Asking exactly what mindfulness is isn’t a straightforward question (things like this rarely are). Star provides a helpful general explanation: a moment-to-moment, non-judgmental awareness, wherein you take a minute to step back and take a third-person view of your experience.

What You Need

You know what you don’t need? Candles, incense, music and overstuffed pillows to meditate. However you’re most comfortable, (sitting, lying down or walking) is how it should be done. Your main objective is to maintain a straight spine.

How to Work It Into Your Day

According to Sar, there are two kinds of mindfulness: formal and informal. Neither will take more than a few minutes, and both are easy to inject into your day.

Formal: Before your first coffee of the day, set yourself up in a comfortable spot and quietly take note of how you’re feeling, where you’re feeling it and why. Think of it as a quick sweep of self. You’re not doing this to think of ways to change what you don’t like, or come up with a To-Do list for the day. In fact, it’s the opposite: note your feelings, and then peacefully put them out of your mind.
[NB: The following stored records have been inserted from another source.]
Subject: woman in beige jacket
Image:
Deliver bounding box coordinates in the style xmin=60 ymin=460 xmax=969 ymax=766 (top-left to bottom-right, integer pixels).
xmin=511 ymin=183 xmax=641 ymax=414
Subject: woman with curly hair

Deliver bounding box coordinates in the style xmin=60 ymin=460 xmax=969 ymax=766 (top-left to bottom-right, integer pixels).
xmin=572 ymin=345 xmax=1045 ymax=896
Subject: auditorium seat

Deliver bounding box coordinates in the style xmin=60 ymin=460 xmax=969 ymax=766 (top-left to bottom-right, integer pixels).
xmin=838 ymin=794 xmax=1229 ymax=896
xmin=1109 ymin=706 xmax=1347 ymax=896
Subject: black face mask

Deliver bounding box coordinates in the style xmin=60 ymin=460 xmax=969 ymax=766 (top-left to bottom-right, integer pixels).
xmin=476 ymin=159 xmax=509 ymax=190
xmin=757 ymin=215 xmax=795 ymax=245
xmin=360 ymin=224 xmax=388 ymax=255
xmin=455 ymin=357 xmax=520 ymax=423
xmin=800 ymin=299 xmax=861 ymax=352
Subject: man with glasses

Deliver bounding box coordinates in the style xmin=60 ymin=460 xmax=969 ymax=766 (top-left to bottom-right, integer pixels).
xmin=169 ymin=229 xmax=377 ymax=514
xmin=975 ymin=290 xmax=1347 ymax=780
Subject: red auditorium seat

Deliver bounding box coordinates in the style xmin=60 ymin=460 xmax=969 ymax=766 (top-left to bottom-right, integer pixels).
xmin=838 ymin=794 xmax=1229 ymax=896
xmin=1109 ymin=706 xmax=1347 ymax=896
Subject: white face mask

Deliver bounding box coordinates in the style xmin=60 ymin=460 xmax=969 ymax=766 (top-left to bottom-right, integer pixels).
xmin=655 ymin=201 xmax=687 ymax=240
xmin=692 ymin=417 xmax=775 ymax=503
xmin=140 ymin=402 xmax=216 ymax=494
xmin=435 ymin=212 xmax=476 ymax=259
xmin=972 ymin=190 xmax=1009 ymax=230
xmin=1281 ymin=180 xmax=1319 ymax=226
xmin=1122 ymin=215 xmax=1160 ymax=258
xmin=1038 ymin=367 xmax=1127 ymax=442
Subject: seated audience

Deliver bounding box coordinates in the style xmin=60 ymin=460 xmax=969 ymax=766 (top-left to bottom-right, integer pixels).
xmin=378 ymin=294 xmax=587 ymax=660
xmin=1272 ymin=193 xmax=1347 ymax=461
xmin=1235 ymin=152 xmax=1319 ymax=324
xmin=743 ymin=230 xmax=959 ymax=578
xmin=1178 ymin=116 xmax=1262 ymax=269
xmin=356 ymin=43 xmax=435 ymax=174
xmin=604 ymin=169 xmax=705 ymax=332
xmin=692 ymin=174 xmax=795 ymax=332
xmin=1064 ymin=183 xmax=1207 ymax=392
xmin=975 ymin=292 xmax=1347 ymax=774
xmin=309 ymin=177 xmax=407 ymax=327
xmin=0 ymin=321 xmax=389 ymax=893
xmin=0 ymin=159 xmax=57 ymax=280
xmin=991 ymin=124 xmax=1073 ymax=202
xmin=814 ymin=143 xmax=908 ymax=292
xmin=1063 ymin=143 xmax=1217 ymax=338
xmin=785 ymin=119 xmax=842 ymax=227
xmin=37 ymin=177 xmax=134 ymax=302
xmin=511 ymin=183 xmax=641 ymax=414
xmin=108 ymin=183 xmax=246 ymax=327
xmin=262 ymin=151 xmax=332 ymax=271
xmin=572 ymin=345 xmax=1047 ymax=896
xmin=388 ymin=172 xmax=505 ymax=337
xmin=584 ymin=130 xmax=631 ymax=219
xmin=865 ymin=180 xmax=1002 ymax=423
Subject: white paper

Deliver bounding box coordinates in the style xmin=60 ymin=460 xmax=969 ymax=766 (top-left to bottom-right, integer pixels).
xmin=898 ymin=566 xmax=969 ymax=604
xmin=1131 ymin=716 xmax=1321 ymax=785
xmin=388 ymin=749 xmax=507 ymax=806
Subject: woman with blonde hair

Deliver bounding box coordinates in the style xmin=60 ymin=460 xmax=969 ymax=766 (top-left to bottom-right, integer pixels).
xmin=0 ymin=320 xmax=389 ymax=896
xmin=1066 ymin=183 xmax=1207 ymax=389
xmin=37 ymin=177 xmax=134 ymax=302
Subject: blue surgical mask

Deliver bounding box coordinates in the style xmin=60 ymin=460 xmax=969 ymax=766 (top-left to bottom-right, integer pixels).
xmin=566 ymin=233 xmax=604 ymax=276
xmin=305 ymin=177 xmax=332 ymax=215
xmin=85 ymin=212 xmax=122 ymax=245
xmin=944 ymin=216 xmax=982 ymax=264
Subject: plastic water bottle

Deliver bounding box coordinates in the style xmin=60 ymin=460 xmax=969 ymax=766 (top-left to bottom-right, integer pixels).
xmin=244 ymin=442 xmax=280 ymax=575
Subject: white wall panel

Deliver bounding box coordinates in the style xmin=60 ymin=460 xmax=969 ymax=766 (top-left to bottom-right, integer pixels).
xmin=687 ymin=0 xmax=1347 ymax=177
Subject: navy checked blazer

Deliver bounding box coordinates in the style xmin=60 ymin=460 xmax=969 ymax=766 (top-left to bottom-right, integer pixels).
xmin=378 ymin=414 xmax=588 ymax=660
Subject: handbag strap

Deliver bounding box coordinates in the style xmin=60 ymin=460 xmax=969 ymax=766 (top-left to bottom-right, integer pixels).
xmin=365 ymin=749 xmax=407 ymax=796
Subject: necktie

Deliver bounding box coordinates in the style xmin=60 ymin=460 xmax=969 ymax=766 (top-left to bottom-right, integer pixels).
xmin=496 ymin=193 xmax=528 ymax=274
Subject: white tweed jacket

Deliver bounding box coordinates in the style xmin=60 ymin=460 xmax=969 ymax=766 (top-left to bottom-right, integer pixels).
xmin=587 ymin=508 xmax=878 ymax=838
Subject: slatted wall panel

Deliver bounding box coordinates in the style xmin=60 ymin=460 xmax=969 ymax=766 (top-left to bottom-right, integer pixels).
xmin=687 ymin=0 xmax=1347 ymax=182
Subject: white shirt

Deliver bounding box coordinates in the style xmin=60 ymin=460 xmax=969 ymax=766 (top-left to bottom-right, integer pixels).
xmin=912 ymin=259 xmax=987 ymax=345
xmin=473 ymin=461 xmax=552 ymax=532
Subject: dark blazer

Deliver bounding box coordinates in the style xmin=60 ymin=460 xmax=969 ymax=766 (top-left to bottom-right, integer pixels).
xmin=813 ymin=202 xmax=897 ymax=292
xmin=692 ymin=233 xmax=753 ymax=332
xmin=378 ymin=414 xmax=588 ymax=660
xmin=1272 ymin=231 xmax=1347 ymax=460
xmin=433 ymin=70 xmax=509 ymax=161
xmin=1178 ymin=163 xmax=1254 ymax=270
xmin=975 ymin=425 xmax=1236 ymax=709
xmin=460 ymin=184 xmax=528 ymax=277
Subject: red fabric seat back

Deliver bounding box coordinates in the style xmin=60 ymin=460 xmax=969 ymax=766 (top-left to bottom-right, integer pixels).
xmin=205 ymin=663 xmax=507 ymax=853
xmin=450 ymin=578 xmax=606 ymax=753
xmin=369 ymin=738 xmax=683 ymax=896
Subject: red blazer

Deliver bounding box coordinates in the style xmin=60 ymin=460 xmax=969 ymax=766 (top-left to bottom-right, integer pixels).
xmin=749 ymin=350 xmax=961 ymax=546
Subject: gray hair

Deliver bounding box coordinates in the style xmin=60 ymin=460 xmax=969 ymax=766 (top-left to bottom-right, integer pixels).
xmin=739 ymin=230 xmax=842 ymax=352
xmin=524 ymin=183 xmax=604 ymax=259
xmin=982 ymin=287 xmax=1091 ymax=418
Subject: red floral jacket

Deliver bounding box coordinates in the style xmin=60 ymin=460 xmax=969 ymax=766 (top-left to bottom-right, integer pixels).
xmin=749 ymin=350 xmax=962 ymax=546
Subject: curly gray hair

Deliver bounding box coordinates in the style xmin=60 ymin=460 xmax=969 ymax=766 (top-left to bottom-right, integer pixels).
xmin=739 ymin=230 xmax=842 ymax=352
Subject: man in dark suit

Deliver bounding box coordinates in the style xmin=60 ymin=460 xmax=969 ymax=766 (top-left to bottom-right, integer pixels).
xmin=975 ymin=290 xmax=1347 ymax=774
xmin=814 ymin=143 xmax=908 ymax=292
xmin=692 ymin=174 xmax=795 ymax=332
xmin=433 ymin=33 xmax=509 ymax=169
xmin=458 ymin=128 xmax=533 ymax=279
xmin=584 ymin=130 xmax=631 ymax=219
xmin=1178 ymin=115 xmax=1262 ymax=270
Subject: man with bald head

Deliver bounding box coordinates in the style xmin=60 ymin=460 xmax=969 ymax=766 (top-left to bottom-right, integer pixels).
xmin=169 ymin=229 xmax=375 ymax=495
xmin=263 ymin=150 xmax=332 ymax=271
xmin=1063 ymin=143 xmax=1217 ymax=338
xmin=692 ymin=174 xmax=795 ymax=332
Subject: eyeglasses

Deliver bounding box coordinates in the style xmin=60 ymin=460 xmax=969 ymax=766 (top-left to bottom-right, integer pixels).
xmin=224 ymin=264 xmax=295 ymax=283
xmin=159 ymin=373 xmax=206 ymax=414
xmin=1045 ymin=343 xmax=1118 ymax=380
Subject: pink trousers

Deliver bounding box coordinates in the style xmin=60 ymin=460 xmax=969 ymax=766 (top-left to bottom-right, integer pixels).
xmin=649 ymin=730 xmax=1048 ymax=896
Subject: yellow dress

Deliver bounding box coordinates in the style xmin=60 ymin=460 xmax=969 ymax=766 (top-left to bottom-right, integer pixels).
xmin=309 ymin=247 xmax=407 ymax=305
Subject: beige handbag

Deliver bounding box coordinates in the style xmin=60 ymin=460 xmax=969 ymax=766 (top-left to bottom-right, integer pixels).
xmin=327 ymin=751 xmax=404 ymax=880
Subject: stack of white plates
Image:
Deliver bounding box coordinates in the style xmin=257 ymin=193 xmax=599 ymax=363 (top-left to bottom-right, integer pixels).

Informal: If you can’t spare the coffee-less minutes in the morning, informal mindfulness should come while you go about your day. If you start to feel angry or anxious, don’t disconnect from it. Be continually aware of the feelings and sensations until they die down. Employ whatever strategies you think might calm you down: take a few deep breaths, take a walk, whatever you like. But just make sure you’re not just taking your mind off whatever is bothering you.

Steps to Proper Meditation

There are three things to keep in mind while you’re being mindful.

Concentration: Keep your attention and energy on what you deem is relevant at the moment. It can be one thing or many things but just keeping control over what has your full attention.

Clarity: Notice what you’re feeling. Is it anger? Frustration? Anxiety? Pick each sensation apart, recognize what is causing them and see them for what they are.

Equanimity: This is the non-judgemental acceptance. Embrace every sensation that arises, be equally open to each one and realize that whatever happens is okay, and that you’re equipped to handle it.